There’s a real liability in doing work you love: You may have a harder time getting paid for it. Not because of the nature of the work itself, necessarily, but because you’ve been sold a bill of goods: that the pleasure you derive from your work counts as compensation.
Trust me, I know, because I have been doing work I love for more than a decade. And for many of those years, I wasn’t paid what I should have been. It was partly because of the industry (um, did I mention I worked in publishing?), and partly because I was young. But it was also because in the Faustian bargain of doing work for love or money, I thought love mattered more. And I paid dearly for it.
After another fruitless year-end review in my early thirties, my boyfriend at the time, who was further along in his career — and, well, a man — said, “You know what your biggest problem is, Terri? You love your job too much.”
He was right. While he loved what he did, he had no problem walking away when he needed to. He knew the value was in him, not the job. On the other hand, I was afraid to push, afraid to risk something I loved. Had I been able to unhook my emotional need from the job itself, I might have gotten further, faster. In fact, years prior, that boyfriend had been VP of the department I worked in at the job prior to my publishing job. He told me honestly that he didn’t give me the big bump I was hoping for when I was there because he could tell I wasn’t willing to push. (I liked that job, too.)

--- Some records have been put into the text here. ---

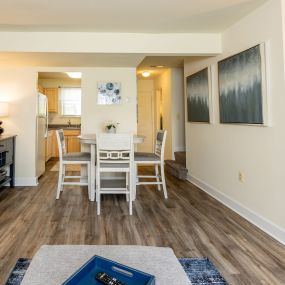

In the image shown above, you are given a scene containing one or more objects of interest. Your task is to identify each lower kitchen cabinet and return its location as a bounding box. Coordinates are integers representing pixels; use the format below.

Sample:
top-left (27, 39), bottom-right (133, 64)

top-left (63, 129), bottom-right (81, 153)
top-left (47, 129), bottom-right (81, 160)
top-left (67, 135), bottom-right (81, 153)
top-left (51, 131), bottom-right (59, 158)
top-left (45, 131), bottom-right (53, 162)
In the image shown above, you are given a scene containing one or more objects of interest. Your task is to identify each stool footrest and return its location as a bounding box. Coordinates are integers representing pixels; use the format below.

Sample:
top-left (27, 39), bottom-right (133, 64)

top-left (64, 176), bottom-right (87, 179)
top-left (137, 181), bottom-right (162, 185)
top-left (137, 175), bottom-right (161, 178)
top-left (62, 182), bottom-right (88, 186)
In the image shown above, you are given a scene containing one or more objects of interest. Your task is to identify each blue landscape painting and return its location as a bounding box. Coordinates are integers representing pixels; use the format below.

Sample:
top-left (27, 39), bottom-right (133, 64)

top-left (187, 68), bottom-right (210, 123)
top-left (218, 45), bottom-right (263, 124)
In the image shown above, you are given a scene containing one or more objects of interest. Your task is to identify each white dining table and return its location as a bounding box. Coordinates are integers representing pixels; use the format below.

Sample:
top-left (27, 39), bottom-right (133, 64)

top-left (79, 134), bottom-right (145, 201)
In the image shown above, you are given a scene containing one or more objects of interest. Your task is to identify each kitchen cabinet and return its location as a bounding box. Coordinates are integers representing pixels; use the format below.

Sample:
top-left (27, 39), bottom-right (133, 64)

top-left (64, 130), bottom-right (81, 153)
top-left (51, 130), bottom-right (59, 158)
top-left (49, 129), bottom-right (81, 158)
top-left (45, 131), bottom-right (53, 162)
top-left (66, 136), bottom-right (81, 153)
top-left (44, 88), bottom-right (58, 113)
top-left (38, 85), bottom-right (44, 94)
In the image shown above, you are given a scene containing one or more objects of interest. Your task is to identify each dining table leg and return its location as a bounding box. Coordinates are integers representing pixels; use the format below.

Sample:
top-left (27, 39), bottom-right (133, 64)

top-left (90, 144), bottom-right (96, 201)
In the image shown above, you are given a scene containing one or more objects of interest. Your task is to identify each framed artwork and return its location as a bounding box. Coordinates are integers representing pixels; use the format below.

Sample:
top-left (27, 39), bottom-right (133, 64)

top-left (97, 82), bottom-right (121, 105)
top-left (186, 67), bottom-right (211, 123)
top-left (218, 44), bottom-right (267, 125)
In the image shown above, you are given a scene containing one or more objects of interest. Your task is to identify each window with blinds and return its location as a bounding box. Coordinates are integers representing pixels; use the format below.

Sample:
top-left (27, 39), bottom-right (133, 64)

top-left (59, 87), bottom-right (81, 116)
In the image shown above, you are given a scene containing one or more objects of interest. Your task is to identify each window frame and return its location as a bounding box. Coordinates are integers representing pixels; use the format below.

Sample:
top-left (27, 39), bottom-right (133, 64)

top-left (59, 87), bottom-right (82, 117)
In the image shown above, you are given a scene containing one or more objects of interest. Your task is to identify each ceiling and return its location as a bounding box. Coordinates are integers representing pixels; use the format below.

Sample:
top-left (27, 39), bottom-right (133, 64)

top-left (38, 72), bottom-right (74, 79)
top-left (137, 56), bottom-right (210, 78)
top-left (137, 56), bottom-right (185, 79)
top-left (0, 0), bottom-right (267, 33)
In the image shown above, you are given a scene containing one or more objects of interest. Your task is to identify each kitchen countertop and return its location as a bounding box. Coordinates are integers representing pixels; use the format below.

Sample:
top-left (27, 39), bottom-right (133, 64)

top-left (48, 124), bottom-right (81, 130)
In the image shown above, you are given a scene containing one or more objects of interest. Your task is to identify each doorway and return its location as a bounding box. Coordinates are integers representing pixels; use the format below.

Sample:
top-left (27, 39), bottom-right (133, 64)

top-left (137, 80), bottom-right (155, 152)
top-left (136, 67), bottom-right (186, 160)
top-left (36, 72), bottom-right (82, 176)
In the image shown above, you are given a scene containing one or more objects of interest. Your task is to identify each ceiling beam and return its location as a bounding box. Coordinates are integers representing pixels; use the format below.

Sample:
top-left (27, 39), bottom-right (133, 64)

top-left (0, 32), bottom-right (222, 55)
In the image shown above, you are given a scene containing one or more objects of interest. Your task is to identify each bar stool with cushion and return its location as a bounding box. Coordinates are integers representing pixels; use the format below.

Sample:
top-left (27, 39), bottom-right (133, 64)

top-left (55, 129), bottom-right (91, 200)
top-left (96, 133), bottom-right (134, 215)
top-left (134, 130), bottom-right (168, 199)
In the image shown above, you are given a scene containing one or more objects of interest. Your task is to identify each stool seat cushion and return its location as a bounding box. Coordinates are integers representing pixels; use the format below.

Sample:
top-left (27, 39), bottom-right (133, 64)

top-left (135, 152), bottom-right (160, 162)
top-left (100, 162), bottom-right (130, 168)
top-left (63, 152), bottom-right (91, 161)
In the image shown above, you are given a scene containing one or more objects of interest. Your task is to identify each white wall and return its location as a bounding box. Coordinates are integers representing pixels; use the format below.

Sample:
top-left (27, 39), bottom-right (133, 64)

top-left (0, 66), bottom-right (137, 186)
top-left (185, 0), bottom-right (285, 243)
top-left (0, 68), bottom-right (38, 185)
top-left (154, 69), bottom-right (173, 159)
top-left (171, 68), bottom-right (185, 153)
top-left (154, 68), bottom-right (185, 159)
top-left (81, 68), bottom-right (137, 135)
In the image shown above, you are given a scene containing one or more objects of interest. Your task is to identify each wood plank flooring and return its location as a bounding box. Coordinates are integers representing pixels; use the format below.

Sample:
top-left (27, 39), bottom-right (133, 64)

top-left (0, 161), bottom-right (285, 284)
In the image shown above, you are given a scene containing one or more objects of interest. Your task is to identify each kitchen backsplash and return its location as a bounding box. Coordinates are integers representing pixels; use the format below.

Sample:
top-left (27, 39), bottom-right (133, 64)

top-left (48, 113), bottom-right (81, 125)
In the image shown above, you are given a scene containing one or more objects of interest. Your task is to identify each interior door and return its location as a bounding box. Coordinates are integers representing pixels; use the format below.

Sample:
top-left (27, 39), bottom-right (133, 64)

top-left (137, 91), bottom-right (154, 152)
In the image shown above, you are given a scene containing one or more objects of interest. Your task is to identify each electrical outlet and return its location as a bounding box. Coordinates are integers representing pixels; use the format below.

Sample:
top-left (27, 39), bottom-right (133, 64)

top-left (238, 171), bottom-right (245, 183)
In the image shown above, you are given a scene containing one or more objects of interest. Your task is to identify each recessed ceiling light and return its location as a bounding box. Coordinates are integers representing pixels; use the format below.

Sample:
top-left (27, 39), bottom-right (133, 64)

top-left (150, 65), bottom-right (165, 68)
top-left (142, 71), bottom-right (151, 77)
top-left (66, 72), bottom-right (82, 79)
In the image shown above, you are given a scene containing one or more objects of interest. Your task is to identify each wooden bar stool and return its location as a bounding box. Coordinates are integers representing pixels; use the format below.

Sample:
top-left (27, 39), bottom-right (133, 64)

Do I think you should do work you hate? Of course not. Should you put all your passion on the back burner and plug away at a joyless, thankless job just for the paycheck? No. I would never want you to endure a joyless, thankless anything — career, relationship, life. But part of the problem is that we often act as if that’s the only other option.
You do not have to trade on one or the other. If you happen to spend your time doing work you enjoy, that’s great — but don’t let love trump money. Do not be so grateful that you hold back from asking to be paid — and paid well — for what you do.
This got all stirred up in my brain recently when I read a piece by Miya Tokumitsu in Slate (“In the Name of Love”). The subtitle says it all: “Elites embrace the ‘do what you love’ mantra. But it devalues work and hurts workers.”
In it, Tokumitsu says the “Do What You Love” (DWYL) way of thinking implies “labor is not something one does for compensation but is an act of love.” Its real achievement, she continues, “is making workers believe their labor serves the self and not the marketplace.”